In Nigeria, looted items are often illegally trafficked to Europe and the U.S. where they’re bought by art collectors, according to the Abuja-based National Commission for Museums and Monuments. The agency, set up to protect Nigeria’s cultural heritage, estimates the country’s artifacts in circulation in the global market are worth about 310 billion naira ($1.6 billion).
The Archaeological Association of Nigeria estimates that people have been persuaded by pastors and churches to hand over ancestral objects worth at least $500 million in the past decade to prove they no longer practice traditional worship.
“When I was growing up the Christians were a tiny minority and traditionalists were the vast majority,” said Nze Oforkire Ezenwa, a 63-year-old former Catholic who reverted to his ancestral religious practices 15 years ago and became a local leader. “Now we have changed places; it’s the other way around.”


Criminal prosecution
Since 2008 Ezenwa has been pursuing the criminal prosecution of three Catholic priests and several congregation members for their alleged involvement in burning and destroying the Ezekoro shrine in the town of Achina, 40 kilometers (25 miles) south of the Anambra state capital, Awka.

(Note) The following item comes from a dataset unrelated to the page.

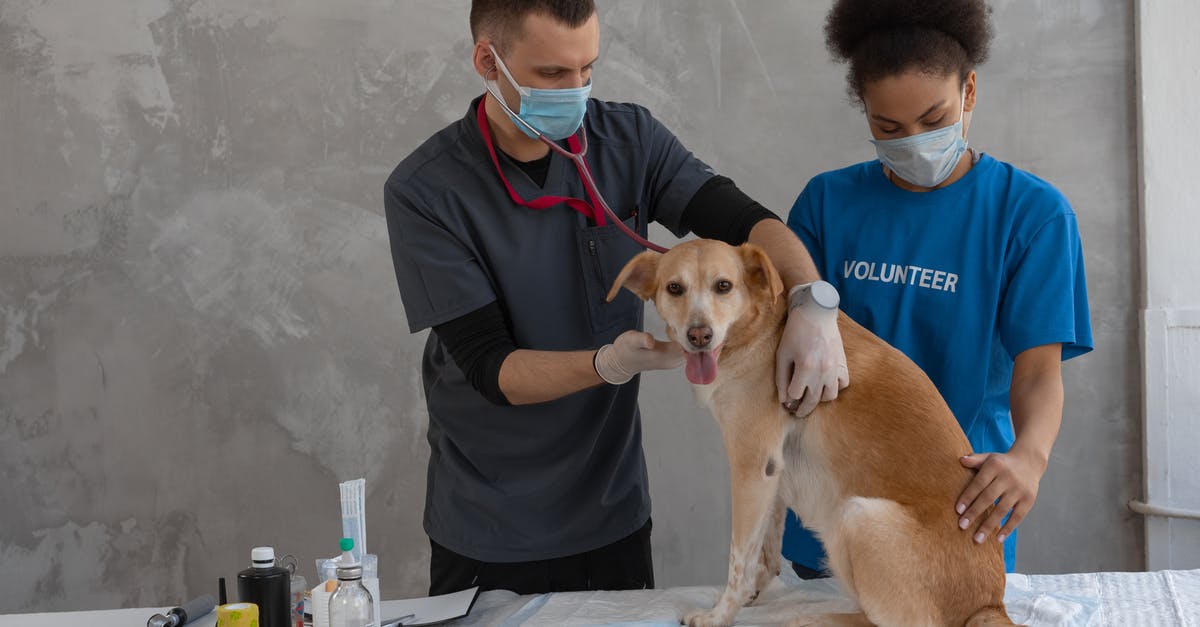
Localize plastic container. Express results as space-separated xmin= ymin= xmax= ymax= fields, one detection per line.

The attack was preceded by a three-day revival meeting, with the destruction taking place on the final day.
“They destroyed very precious artifacts that were hundreds of years old, and looted many others,” Ezenwa said in an interview at his home in Achina, which was decorated with traditional motifs and carvings. “Their next target was my house, as I was singled out in their preaching as the main leader of demon worshipers. By then our people had mobilised to stop them.”


Cultural evidence
Charges filed against the accused priests and six laymen at a court in nearby Ekwulobia town include destruction of a place of worship, stealing and violent disturbance, according to court documents obtained by Bloomberg.
The Catholic Secretariat of Nigeria in the capital, Abuja, didn’t respond to phone calls, e-mails and an office visit to Christian Anyanwu, a priest and spokesman of the church.
“There are those cases where mobs, often after a night of a religious-revival meeting, charge to a local shrine to destroy it,” Uzoatu, the university researcher, said in an interview in the southeastern city of Onitsha. “There are also those cases where individuals voluntarily destroy shrines and artifacts they inherited from their ancestors. The result is always the same, vital cultural evidence is lost.”
The government needs to fund an educational campaign against the destruction of cultural artifacts, Joseph Mangut, secretary of the Archaeological Association of Nigeria, said in a phone interview.
“The citizens need to know and be educated on the fact that we would never know where we are going to if we do not know where we came from,” he said.